A doctor decodes the language of your body in layman’s terms. That’s important for making a plan beyond a day, if you’re lucky.

Conventional health care is a jargon-littered field, mined with unexpected consequences and expenses. It helps when a doctor does not speak in codes, as if wellness were encrypted in some secret language known only within a brotherhood, which excludes the patient.

The year 2013 is known as the year of the selfie. Instead of selfies, ultrasound images of the internal structures of my breasts are saved in my filebook. They’re not for posting on Facebook although the most recent ones, viewed in a clinic in Cebu City, took me back to the bench under the dripping trees of Dumaguete at the start of this year.

Doctor: (Pointing to the mammogram and sonomammogram images) Those whitish areas? They’re not as dense as they used to be.

Me: (Thinking of fog dissipating with the noontime sun in Lepanto, Alegria or streaks of creamer in black coffee being stirred) Is that good or bad?

Doctor: Let’s just say I’ll see you same time next year.

Like a doctor, a barber is a specialist.

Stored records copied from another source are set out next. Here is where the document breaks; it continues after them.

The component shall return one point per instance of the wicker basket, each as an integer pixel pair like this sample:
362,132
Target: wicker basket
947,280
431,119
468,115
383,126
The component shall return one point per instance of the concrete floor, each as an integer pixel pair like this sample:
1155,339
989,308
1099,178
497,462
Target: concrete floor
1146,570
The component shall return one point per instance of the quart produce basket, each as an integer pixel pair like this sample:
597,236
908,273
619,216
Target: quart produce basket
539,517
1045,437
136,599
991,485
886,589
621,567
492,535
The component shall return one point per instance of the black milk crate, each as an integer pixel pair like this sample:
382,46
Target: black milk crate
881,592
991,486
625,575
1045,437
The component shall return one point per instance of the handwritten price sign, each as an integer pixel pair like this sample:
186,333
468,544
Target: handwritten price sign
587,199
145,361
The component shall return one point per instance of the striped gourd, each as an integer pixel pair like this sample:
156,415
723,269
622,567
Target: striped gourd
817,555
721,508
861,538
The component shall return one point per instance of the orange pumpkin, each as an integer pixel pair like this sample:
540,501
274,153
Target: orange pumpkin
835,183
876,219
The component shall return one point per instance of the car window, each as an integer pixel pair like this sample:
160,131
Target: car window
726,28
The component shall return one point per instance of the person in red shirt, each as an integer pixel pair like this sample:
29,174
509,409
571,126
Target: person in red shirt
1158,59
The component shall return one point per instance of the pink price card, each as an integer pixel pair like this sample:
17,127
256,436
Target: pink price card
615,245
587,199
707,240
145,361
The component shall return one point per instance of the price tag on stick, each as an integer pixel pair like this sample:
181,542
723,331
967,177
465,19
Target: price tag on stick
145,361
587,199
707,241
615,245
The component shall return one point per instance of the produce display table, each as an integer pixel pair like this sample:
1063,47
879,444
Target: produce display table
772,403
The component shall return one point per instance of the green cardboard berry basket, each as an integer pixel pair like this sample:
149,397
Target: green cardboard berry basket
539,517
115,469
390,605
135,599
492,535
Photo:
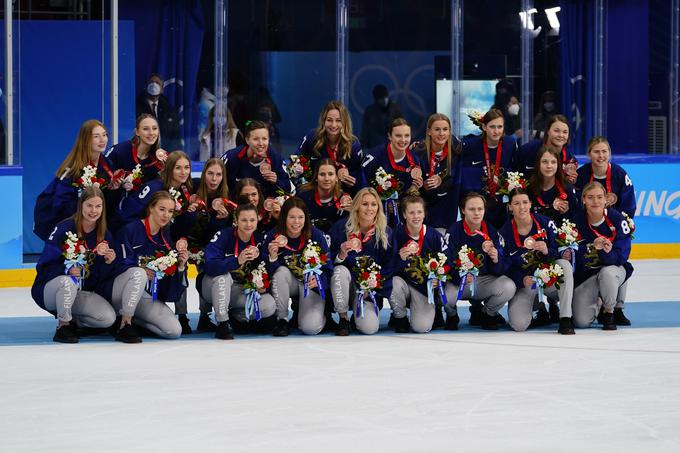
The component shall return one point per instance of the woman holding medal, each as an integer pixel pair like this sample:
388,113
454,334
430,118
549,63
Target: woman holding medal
323,196
551,195
333,138
364,234
395,159
258,161
148,240
556,138
412,241
85,165
485,158
231,258
142,149
293,248
490,286
602,266
66,285
620,192
530,242
441,173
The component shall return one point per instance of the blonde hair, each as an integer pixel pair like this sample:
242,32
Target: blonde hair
346,137
352,226
79,156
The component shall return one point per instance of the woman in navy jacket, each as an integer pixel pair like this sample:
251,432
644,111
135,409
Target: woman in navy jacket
363,234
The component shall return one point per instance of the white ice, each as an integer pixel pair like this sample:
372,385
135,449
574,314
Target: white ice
445,391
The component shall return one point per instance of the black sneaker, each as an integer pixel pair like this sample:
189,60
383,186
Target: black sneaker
128,334
281,328
566,327
223,331
452,322
475,317
554,311
487,322
66,334
542,319
240,327
401,325
205,324
184,322
438,322
608,321
619,318
344,328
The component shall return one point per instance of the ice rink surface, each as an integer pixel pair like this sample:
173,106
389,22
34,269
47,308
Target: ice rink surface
468,390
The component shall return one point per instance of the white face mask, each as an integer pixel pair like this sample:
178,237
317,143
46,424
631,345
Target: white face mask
153,89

At least, ours is. He’s cut the boys’ hair since they were this high. Now that they’re teenagers and are ferocious about their hairstyle eccentricities as they are about their privacy, the barber still gives me the same dose when I sit on his chair: same trim, same stories, same political commentary.

Why did I think of that barber’s cut when I had the first inkling of mortality? It must be because he often makes this comment while cutting my hair:

Barber: (Sighing mournfully) Each time I see you, I see more white than black.

Me: At least, it’s only hair.

Barber: (Sighing louder) True. Imagine if I could see your soul.

Me: Then you wouldn’t be a barber. You’d be an embalmer.